La peur, l'angoisse, l'ennui, la solitude, parties intégrantes de la condition humaine, sont des éléments constitutifs de l'appel aux drogues, ces substances qui peuvent apaiser rapidement la souffrance, donner du plaisir, rendre le monde vivable. L'homme est ainsi fait qu'il ne veut pas savoir que leur consommation entraîne souvent à son tour d'autres souffrances et la fin du plaisir. » (p. 265)
4. « Nous entrons dans l'ère de la psychochimie, dont la substitution n'a constitué qu'un avant-goût déjà archaïque et le Viagra un exemple symbolique, lancé comme un éclaireur avant la patrouille.
Déjà, de la façon la plus légale qui soit, des pédiatres et des éducateurs américains font gober aux enfants de deux à quatorze ans, décrétés hyperactifs […] des amphétamines, des antidépresseurs et d'autres neuroleptiques. […]
L'idée première, c'est la recherche de la normalité.
[…] Il n'y a aucune raison de s'arrêter en si bon chemin : on a commencé par les plus jeunes, on poursuivra par les adolescents. Ils recevront des hormones destinées à soigner les troubles de leur libido et à obtenir de meilleurs résultats scolaires et sportifs. Aidera-t-on les timides à devenir des leaders et les poètes à entrer dans une école de commerce ?

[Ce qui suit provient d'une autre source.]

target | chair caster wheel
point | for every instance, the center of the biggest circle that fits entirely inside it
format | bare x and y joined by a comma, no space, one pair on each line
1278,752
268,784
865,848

Que les adultes se rassurent : on a pensé aussi à eux. Dans le monde du travail, des "pilules de la performance" ont déjà été expérimentées. Les premiers essais d'application aux golden boys de la Bourse ayant été considérés comme peu opérationnels, de nouveaux dosages moins "lourds" sont à l'étude. À la disposition des personnes âgées voulant vieillir jeunes, on proposera des "pilules de jouvence", du type de celles déjà mises sur le marché aux États-Unis, en particulier la DHEA (déhydroépiandrostérone).
[…]
La vie médicalement assistée est pour demain. […] Tout ce qui apparaîtra comme "anormal" justifiera une médicalisation. […] À vouloir masquer ou supprimer par des médicaments les expériences et les rugosités de la vie, on obtiendra un monde sans diversité, sans but autre que le profit et le bonheur sur commande. Ce qui sera considéré comme déviant fera peur à cette société rivée à ses béquilles chimiques. » (pp. 271-273)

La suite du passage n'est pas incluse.